Ne discende, inevitabilmente, l’inammissibilità della doglianza, posto che l’esercizio del diritto d’impugnazione di una decisione giudiziale può considerarsi avvenuto in modo idoneo soltanto qualora i motivi con i quali è esplicato si concretino nell’esplicita e specifica indicazione delle ragioni per cui la statuizione è errata, risultando così imprescindibile la effettiva considerazione delle ragioni che la sorreggono (v. Cass. 6496/2017, Cass. 17330/2015, Cass. 359/2005).

7.3 Infine, rispetto alla denunciata confusione fra reddito disponibile e tenore di vita, in realtà la Corte d’appello ha considerato l'”oggettivo livello economico di spesa periodica” che a dire della ricorrente andava apprezzato, tenendo conto tanto delle disponibilità della moglie (di consistenza ritenuta non congruamente dimostrata e comunque destinate dal 2002, per scelta comune, non alle spese familiari ma all’acquisto di un immobile), quanto delle somme messe a disposizione dal marito, individuate però nella loro entità non secondo le indicazioni della sig.ra B. (giudicate apodittiche e non supportate da alcuna argomentazione), ma nell’importo di Euro 3.000, che era destinato mensilmente a “sopperire alle esigenze dell’intero nucleo familiare composto di tre persone”.

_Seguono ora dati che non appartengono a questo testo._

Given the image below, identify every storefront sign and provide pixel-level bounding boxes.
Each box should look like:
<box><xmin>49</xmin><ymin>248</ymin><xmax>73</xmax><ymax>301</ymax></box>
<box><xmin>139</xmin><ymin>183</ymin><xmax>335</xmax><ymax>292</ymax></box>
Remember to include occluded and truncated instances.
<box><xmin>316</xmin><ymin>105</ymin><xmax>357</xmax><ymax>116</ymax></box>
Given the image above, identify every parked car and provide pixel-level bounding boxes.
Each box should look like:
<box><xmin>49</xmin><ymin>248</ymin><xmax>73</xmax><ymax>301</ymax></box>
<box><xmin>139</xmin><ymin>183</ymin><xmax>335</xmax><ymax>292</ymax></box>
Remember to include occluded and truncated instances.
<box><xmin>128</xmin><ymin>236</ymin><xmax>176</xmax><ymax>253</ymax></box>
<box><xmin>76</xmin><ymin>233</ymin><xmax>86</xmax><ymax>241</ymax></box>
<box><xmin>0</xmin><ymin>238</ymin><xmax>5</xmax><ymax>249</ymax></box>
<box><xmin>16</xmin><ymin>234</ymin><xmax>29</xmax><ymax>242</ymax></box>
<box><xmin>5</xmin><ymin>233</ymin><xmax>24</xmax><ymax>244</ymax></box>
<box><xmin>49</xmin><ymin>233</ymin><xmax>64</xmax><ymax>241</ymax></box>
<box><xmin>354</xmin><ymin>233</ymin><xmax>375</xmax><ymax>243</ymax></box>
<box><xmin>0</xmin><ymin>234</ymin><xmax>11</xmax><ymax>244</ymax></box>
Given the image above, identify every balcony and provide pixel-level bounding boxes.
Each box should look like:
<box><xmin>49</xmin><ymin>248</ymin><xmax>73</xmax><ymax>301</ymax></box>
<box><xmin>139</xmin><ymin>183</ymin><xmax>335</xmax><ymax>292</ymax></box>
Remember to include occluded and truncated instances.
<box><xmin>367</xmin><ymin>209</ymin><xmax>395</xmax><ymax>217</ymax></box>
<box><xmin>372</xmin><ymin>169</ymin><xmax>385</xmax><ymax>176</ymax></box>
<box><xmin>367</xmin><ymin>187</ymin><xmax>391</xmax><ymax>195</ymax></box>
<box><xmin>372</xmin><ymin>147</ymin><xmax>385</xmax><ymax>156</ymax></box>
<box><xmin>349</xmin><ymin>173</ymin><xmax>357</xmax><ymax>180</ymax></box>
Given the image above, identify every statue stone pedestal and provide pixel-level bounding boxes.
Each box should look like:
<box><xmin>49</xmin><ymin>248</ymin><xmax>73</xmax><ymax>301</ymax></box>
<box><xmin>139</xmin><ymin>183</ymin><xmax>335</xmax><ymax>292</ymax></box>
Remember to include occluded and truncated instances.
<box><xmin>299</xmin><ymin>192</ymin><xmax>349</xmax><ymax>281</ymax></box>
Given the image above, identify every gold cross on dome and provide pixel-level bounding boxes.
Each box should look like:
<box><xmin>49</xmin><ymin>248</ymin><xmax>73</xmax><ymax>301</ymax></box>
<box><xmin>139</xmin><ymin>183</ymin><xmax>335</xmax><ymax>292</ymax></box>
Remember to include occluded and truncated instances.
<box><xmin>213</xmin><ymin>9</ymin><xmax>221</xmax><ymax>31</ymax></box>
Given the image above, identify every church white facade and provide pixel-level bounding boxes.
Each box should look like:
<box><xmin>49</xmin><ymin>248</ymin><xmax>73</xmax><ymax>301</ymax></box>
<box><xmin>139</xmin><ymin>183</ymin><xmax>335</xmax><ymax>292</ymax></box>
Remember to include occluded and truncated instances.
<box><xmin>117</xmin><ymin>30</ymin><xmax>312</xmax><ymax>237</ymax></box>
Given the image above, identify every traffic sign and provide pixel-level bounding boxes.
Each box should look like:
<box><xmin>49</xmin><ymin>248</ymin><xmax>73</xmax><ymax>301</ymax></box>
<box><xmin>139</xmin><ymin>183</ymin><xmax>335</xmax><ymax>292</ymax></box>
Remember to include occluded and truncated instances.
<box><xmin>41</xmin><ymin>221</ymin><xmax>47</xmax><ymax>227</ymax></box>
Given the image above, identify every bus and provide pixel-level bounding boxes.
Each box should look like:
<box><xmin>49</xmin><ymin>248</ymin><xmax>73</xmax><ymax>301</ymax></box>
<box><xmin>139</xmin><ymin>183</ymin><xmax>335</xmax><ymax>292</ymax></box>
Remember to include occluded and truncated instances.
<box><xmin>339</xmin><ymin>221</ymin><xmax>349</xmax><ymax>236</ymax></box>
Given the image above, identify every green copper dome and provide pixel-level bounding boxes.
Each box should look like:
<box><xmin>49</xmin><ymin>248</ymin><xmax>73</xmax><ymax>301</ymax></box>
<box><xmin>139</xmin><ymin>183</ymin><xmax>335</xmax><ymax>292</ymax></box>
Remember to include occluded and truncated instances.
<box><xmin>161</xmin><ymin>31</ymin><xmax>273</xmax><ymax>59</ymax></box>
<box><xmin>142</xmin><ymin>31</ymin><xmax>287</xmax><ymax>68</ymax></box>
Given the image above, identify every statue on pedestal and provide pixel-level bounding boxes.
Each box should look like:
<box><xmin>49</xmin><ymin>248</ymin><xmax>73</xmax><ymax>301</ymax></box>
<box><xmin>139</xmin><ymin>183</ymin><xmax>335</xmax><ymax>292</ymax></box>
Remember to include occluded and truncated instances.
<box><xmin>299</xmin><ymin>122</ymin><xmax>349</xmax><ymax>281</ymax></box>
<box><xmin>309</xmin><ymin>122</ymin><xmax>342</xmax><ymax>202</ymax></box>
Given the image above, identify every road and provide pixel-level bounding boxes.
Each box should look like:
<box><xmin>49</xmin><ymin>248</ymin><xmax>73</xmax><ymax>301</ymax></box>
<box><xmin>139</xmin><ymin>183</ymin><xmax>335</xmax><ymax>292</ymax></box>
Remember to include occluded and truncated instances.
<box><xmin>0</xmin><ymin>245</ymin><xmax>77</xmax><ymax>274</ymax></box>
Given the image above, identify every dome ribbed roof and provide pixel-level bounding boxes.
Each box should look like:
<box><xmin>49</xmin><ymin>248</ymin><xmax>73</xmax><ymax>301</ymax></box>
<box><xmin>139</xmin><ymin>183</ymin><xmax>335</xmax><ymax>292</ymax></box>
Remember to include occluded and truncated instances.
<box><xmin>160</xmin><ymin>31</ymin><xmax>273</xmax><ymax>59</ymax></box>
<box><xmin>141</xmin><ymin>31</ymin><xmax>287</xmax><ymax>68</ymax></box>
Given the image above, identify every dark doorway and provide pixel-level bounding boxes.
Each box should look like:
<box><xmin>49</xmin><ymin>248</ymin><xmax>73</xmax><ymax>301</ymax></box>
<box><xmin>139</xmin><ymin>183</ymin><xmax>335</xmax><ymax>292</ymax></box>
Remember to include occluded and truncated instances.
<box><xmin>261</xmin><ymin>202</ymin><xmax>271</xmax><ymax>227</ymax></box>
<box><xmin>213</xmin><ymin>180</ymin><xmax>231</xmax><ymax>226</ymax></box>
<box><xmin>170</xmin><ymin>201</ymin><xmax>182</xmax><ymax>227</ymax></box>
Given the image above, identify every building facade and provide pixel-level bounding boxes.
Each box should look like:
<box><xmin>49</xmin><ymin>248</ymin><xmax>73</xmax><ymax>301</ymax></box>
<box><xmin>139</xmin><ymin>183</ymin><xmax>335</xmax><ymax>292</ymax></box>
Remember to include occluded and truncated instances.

A questo proposito il profilo di doglianza non evidenzia, in realtà, alcuna criticità in punto di diritto in capo alla decisione impugnata, ma è espressione di un mero dissenso rispetto a un apprezzamento di fatto che, essendo frutto di una determinazione discrezionale del giudice di merito, non è sindacabile da questa Corte di legittimità.

8. Per tutto quanto sopra esposto, il ricorso deve essere dichiarato inammissibile.

Le spese seguono la soccombenza e si liquidano come da dispositivo.

P.Q.M.

La Corte dichiara inammissibile il ricorso e condanna la ricorrente al rimborso delle spese del giudizio di cassazione, che liquida in Euro 5.200, di cui Euro 200 per esborsi, oltre accessori come per legge e contributo spese generali nella misura del 15%.

Ai sensi del D.P.R. 30 maggio 2002, n. 115, art. 13, comma 1-quater, nel testo introdotto dalla L. 24 dicembre 2012, n. 228, art. 1, comma 17, si dà atto della sussistenza dei presupposti processuali per il versamento, da parte del ricorrente, dell’ulteriore importo a titolo di contributo unificato, pari a quello per il ricorso, a norma dello stesso art. 13, comma 1-bis, ove dovuto.

In caso di diffusione del presente provvedimento omettere le generalità e gli altri titoli identificativi a norma del D.Lgs. n. 196 del 2003, art. 52, in quanto imposto dalla legge.

Così deciso in Roma, il 13 aprile 2021.